Imagine the teenager who comes home and reveals to her mother, ‘I’m pregnant.’ Or the young man who opens up to his family with, ‘I’m gay.’ Then there’s the pastor who tells his congregation, ‘I don’t believe this anymore.’ The politician who decides that enough is enough and forsakes the party line. Whether it’s family, friends, our community or constituency, we as people created for relationship, do not want to disappoint.
I also think there is an element of ‘I don’t want to rock the boat,’ or, ‘I just want to keep the peace.’ This is prevalent in community groups, workplaces, schools, churches, or other organisations. I realise that if I tell my secret, it will ‘open a can of worms’ in the organisation. It will stir the status quo and may result in rumours, innuendo, judgement, criticism, and potentially me being ostracised from the group.
You just need to look at Facebook to see numerous examples of people being ‘defriended’ (or in Twitter, ‘unfollowed’) over a statemnet that was made or over the misunderstanding of a post. Or a group may be created over a common dislike of a ‘traitor’ or betrayer of trust.
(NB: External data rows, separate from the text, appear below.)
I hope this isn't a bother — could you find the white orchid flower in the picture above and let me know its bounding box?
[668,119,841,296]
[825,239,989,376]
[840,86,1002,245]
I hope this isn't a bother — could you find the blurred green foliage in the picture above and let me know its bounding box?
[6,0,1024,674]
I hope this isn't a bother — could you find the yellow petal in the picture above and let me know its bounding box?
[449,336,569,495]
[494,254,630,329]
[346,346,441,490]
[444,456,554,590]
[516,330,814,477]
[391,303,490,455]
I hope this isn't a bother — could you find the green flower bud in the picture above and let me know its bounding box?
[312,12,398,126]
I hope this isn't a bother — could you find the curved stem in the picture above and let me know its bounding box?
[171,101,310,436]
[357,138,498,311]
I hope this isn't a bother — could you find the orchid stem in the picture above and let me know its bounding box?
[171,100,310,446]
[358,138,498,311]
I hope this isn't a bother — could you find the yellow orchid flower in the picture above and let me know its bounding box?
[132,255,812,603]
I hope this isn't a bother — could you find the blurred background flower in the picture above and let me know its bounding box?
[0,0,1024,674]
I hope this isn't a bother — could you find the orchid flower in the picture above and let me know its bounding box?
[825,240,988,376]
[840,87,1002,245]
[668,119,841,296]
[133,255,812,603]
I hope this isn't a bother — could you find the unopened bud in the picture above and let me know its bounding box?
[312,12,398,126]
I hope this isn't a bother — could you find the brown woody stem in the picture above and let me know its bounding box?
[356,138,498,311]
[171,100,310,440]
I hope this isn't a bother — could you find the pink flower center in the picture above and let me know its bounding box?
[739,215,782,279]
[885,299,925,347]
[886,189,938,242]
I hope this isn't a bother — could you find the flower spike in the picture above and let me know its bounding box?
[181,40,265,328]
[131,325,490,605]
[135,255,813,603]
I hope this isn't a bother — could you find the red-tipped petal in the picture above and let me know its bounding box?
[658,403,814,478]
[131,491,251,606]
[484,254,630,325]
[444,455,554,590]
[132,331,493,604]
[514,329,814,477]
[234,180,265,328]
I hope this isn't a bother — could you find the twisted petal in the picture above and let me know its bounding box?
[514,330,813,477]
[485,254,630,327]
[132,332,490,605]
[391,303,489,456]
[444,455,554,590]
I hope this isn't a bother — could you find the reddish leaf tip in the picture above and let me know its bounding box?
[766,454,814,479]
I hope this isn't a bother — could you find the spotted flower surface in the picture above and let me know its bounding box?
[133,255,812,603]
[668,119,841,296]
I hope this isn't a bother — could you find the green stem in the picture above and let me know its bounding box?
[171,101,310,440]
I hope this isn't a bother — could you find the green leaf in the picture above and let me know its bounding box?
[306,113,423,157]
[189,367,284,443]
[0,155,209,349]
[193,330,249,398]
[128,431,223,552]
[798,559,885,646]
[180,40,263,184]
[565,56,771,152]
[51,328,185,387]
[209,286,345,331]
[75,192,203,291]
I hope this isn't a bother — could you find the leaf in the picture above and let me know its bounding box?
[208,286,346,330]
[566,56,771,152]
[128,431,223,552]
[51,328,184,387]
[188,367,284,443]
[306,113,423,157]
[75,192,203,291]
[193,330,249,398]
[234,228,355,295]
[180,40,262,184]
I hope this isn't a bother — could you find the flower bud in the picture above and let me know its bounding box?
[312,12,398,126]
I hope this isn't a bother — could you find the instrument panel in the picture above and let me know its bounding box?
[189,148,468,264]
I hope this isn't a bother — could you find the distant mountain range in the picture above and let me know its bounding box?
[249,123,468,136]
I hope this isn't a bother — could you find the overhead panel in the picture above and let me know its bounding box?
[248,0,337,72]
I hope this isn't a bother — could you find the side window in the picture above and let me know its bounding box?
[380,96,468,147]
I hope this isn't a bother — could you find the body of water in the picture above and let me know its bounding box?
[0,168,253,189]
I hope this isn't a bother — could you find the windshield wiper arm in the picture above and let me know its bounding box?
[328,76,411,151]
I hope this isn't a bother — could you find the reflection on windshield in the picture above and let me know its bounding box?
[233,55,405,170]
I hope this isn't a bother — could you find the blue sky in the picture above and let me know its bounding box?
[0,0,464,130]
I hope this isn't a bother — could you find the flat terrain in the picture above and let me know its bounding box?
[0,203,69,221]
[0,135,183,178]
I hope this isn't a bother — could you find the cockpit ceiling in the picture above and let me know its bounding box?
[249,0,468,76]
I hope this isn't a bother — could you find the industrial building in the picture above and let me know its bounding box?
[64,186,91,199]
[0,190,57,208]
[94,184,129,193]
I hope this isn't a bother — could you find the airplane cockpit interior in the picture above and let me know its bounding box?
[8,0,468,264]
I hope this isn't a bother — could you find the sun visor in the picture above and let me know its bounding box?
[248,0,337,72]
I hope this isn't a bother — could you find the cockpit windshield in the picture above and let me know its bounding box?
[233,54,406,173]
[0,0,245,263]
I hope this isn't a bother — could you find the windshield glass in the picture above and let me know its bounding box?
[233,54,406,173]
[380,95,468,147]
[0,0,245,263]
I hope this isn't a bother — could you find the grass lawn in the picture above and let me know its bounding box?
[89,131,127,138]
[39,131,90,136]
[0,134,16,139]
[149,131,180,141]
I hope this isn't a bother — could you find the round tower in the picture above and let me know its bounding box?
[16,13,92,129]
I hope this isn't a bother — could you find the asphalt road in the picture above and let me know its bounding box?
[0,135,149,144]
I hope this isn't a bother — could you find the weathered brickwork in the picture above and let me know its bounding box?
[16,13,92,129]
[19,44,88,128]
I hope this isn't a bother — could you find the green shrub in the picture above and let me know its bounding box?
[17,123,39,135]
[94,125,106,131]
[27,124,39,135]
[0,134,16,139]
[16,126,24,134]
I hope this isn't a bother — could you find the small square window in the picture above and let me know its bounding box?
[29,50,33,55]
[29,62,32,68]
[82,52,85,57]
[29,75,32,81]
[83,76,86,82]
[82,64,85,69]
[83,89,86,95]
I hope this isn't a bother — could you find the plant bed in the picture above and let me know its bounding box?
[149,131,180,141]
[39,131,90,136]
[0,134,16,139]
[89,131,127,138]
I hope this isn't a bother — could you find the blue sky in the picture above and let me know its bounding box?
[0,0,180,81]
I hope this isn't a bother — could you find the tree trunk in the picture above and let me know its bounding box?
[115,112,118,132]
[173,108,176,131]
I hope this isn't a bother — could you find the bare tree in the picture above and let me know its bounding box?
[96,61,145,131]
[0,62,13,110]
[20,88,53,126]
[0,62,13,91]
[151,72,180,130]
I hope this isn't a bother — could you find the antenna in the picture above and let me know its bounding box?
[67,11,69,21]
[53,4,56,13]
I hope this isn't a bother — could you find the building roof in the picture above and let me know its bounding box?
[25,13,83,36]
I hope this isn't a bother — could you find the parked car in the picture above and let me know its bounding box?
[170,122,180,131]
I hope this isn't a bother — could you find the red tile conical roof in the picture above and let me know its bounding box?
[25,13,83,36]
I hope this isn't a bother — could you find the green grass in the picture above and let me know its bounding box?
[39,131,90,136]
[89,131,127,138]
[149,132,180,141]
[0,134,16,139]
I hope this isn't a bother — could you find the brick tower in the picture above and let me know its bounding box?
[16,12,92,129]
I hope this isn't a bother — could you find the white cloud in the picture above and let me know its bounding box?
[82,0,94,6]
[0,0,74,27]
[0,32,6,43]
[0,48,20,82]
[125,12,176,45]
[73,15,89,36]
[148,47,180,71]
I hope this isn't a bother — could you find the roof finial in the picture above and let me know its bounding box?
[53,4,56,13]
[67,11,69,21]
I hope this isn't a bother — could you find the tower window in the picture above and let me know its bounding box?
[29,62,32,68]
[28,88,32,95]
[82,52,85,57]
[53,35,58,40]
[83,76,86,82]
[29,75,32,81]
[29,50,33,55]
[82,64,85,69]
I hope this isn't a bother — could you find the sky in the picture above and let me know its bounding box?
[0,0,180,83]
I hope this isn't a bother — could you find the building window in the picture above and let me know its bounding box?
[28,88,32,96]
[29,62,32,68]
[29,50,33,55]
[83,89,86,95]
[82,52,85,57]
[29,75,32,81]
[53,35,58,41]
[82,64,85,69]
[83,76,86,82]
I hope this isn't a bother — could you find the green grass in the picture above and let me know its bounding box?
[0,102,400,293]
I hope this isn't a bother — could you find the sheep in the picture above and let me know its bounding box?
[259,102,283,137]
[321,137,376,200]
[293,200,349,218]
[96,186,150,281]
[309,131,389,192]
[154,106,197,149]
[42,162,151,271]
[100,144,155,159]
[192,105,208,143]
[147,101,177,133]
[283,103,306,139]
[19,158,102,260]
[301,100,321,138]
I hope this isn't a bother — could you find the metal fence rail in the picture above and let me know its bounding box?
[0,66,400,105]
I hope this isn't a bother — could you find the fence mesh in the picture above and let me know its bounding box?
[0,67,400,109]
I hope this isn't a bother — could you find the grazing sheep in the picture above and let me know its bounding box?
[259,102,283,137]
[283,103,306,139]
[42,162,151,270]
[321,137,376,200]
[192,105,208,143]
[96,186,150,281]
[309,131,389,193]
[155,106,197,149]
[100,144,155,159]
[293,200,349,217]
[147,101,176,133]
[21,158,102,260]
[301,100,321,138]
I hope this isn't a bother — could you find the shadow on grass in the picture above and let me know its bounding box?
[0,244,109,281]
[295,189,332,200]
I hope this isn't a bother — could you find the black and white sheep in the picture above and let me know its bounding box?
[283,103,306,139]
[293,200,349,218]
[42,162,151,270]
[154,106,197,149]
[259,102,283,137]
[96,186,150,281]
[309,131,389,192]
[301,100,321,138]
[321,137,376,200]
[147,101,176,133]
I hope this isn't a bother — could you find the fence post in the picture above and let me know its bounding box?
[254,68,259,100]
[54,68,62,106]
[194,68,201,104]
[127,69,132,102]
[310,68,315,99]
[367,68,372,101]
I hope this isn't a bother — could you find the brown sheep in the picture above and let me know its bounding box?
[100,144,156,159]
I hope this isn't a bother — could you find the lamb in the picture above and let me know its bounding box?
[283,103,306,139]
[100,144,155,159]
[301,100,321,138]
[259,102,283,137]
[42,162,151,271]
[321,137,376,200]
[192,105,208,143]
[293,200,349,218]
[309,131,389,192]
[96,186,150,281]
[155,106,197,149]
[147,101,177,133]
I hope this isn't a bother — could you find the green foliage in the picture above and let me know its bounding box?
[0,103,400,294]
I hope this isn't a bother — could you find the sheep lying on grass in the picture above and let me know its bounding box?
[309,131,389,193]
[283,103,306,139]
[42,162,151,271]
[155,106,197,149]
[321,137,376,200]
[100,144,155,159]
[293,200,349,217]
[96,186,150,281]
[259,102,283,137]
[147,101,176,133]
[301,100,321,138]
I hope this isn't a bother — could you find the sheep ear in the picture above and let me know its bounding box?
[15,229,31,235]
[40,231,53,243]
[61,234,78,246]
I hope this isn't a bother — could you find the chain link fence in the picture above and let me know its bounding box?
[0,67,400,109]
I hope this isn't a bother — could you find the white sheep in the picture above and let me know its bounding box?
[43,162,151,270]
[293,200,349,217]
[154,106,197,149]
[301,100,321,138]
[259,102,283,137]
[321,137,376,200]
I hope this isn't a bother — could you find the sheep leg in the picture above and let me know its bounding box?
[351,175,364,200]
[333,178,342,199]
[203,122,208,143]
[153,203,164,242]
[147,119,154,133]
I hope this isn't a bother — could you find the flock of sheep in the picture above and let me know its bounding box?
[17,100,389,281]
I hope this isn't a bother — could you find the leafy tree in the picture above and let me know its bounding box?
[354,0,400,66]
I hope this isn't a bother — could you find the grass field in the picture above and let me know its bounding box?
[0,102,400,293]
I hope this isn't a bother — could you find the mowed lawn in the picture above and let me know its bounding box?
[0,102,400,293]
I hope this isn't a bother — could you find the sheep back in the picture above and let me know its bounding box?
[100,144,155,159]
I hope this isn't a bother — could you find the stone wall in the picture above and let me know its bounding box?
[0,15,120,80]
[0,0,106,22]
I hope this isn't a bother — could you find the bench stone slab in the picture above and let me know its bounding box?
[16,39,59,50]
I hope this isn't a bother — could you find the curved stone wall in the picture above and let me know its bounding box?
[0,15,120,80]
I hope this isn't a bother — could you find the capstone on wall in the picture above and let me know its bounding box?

The judgement falls quickly in any social media circle, but usually without so much as a phone call or email to ask what the real intent was.
I remember hearing Bill Hybels say that in community we have many needs that need to be met. Two of these needs are to know and be known, and to love and be loved. I think these two are mutually inclusive. We can’t truly love unless we truly know and we can’t truly know unless we understand that we are truly (and unconditionally) loved.
Perhaps this is a dream, but it is one worth chasing. Imagine what a weight would be lifted off of our hearts if we knew that, regardless of how we felt, believed, understood, experienced, or how we hurt, those alongside of us would openly, confidently, and sincerely support, validate, and be agents of healing as we laid bare the secrets held so close.
Until that time, places like TellingSecrets.org will be filled with dark pieces of people’s lives, regrets, confessions, fears, and sad tales they wish they could share freely . . . longing to receive forgiveness, healing and love.
May God grant me the grace to receive what those close to me share without judgement, with genuine love and understanding, and in full validation and acceptance of them as a person, a child of God, and a fellow companion on the journey.